Die Bundesregierung hat zu einem Integrationsgipfel eingeladen. Mit 70 Gästen aus Politik und Gesellschaft tagt der Gipfel im Kanzleramt. Ziel ist es, einen nationalen Integrationsplan zu erarbeiten. Das Bundeskabinett verabschiedete dazu eine Erklärung, die von der Integrationsbeauftragten Maria Böhmer vorgelegt wurde. Diese Erklärung ist die Positionsbestimmung der Bundesregierung im Vorfeld des Gipfels. Der Text im Wortlaut:

5 Min. Lesedauer

Gutes Zusammenleben – klare Regeln

– Start in die Erarbeitung eines Nationalen Integrationsplans –

Schlüsselaufgabe Integration

Die Integration von Zuwanderern ist eine der großen politischen und gesellschaftlichen Herausforderungen in Deutschland.
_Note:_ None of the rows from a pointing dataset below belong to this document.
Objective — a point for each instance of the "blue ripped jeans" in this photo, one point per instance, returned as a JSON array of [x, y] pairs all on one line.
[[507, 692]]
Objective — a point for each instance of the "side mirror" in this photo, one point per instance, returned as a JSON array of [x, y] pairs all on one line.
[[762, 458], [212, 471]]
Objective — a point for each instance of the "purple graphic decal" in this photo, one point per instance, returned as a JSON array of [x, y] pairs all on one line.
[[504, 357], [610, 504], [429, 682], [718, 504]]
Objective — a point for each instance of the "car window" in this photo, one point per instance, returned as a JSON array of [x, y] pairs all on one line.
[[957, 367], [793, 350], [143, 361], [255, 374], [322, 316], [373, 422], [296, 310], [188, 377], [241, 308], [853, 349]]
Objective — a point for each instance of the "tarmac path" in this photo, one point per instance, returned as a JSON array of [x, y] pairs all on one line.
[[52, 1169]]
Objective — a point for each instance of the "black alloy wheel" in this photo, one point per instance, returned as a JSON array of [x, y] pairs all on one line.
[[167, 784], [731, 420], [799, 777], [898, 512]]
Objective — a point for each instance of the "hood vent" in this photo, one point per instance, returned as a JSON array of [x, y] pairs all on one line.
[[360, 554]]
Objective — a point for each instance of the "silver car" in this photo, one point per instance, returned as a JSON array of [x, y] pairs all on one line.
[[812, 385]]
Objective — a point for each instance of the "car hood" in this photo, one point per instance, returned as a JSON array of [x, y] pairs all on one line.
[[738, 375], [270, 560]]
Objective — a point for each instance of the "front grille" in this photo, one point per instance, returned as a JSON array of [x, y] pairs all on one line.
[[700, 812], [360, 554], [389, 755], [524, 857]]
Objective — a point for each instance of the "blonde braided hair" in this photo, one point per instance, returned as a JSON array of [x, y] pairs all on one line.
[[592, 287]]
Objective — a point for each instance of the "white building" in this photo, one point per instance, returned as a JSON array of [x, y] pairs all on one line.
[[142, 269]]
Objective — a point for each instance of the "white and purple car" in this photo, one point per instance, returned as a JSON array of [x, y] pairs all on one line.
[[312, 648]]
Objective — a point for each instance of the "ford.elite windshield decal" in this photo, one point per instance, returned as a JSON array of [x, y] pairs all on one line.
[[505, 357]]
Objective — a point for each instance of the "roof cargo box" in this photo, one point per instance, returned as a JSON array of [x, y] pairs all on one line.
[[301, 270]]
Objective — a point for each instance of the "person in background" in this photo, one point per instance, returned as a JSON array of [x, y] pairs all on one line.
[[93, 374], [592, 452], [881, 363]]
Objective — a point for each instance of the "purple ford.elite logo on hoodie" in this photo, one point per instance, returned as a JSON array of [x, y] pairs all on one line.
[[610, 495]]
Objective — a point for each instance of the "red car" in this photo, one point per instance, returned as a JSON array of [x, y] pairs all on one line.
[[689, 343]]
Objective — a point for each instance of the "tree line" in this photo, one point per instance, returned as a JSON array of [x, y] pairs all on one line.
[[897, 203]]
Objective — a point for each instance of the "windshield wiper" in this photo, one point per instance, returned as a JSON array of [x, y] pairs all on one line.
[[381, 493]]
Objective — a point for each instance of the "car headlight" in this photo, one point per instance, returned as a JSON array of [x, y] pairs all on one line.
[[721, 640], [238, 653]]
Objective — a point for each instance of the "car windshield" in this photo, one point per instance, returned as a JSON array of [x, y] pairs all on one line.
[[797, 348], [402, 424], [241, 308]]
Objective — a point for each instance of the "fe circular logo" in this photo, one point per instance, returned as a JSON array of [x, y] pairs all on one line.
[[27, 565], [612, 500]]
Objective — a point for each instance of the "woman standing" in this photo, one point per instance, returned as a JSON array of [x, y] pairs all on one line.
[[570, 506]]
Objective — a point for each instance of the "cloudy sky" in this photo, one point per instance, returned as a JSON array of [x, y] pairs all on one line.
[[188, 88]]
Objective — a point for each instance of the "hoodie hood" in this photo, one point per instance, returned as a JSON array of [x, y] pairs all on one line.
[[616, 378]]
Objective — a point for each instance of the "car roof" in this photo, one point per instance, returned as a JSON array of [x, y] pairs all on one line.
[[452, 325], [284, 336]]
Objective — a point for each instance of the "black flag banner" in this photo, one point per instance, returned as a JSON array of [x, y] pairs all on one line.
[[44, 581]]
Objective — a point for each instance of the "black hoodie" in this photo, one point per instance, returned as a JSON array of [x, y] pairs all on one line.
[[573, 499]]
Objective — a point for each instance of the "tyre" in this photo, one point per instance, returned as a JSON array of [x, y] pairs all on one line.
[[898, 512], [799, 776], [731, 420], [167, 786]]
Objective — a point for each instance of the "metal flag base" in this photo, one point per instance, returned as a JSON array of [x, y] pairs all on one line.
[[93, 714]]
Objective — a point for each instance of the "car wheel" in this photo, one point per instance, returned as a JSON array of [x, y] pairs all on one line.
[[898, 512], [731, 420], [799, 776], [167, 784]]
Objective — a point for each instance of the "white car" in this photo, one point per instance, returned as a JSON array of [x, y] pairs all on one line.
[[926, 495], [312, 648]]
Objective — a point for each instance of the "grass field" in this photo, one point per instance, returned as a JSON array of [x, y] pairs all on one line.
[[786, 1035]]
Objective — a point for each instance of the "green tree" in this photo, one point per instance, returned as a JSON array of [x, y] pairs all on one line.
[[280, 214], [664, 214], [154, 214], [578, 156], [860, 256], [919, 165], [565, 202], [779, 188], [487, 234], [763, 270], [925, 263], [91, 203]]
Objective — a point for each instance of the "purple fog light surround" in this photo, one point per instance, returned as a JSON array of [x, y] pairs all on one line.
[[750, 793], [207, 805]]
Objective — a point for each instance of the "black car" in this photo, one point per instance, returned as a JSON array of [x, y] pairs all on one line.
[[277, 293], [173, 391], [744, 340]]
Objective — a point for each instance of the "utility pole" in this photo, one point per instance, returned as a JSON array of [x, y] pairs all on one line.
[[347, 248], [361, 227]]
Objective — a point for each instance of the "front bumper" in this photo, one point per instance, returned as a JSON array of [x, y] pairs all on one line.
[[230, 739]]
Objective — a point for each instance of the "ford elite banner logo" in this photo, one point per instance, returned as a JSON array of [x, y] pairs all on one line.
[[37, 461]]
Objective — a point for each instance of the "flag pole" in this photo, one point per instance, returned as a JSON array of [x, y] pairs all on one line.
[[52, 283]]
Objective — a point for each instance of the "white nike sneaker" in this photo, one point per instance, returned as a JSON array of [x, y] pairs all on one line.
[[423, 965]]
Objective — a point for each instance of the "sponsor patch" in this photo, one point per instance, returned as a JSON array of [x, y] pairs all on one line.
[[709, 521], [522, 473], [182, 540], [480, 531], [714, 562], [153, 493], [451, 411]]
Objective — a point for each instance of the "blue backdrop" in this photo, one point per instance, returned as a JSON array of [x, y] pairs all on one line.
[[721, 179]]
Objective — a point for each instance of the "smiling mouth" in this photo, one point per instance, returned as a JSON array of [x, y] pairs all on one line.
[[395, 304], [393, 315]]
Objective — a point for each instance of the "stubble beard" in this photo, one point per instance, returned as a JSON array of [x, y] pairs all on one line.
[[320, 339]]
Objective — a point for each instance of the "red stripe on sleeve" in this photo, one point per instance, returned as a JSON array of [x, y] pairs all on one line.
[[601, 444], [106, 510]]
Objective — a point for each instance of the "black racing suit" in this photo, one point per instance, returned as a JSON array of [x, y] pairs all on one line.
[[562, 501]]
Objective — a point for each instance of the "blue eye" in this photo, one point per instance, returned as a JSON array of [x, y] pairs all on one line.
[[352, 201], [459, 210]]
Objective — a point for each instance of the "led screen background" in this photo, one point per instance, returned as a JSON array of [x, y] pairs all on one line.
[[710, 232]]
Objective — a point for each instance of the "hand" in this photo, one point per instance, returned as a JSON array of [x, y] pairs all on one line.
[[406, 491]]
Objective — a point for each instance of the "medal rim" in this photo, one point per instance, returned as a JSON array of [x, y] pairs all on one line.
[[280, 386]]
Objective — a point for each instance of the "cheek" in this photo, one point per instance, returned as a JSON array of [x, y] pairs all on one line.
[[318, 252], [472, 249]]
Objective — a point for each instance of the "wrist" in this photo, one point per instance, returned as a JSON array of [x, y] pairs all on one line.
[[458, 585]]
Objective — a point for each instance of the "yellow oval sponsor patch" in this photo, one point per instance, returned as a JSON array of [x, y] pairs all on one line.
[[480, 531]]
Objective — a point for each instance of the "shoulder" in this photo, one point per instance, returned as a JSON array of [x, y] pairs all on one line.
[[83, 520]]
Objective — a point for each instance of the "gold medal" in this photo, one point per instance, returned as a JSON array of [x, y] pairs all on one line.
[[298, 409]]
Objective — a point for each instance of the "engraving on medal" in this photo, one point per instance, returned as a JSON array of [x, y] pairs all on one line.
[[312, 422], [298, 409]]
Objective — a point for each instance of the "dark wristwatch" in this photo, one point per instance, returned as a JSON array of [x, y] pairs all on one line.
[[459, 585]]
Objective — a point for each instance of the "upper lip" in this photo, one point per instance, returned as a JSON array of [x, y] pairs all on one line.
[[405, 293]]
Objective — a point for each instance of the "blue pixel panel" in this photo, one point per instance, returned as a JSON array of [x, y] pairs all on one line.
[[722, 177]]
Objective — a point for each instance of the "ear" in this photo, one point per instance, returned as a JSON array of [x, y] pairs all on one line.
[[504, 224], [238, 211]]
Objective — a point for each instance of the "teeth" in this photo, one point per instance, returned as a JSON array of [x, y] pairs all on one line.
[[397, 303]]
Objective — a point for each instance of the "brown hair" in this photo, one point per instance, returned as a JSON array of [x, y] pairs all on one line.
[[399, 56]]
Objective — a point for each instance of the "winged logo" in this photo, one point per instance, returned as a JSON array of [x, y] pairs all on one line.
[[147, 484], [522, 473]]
Die Bundesregierung sieht darin eine politische Schlüsselaufgabe.

Deutschland ist nicht erst seit der Anwerbung der „Gastarbeiter“ Ziel von Zuwanderung. Unser Land blickt auf eine lange und prägende Migrationstradition mit zahlreichen Beispielen erfolgreicher Integration zurück. Wir sollten diesen historischen Erfahrungsschatz stärker als bisher für einen positiven und pragmatischen Umgang mit Zuwanderung und Integration nutzen.

Zuwanderung rückläufig

Heute leben in Deutschland rund fünfzehn Millionen Menschen, die einen Migrationshintergrund haben oder als Spätaussiedler zu uns gekommen sind. Dies ist fast ein Fünftel der Bevölkerung in unserem Land. Der überwiegende Teil dieser Menschen hat längst seinen Platz in unserer Gesellschaft gefunden und ist voll integriert. Im Jahr 2010 wird möglicherweise in den großen deutschen Städten bereits jeder Zweite unter vierzig Jahren einen Migrationshintergrund haben.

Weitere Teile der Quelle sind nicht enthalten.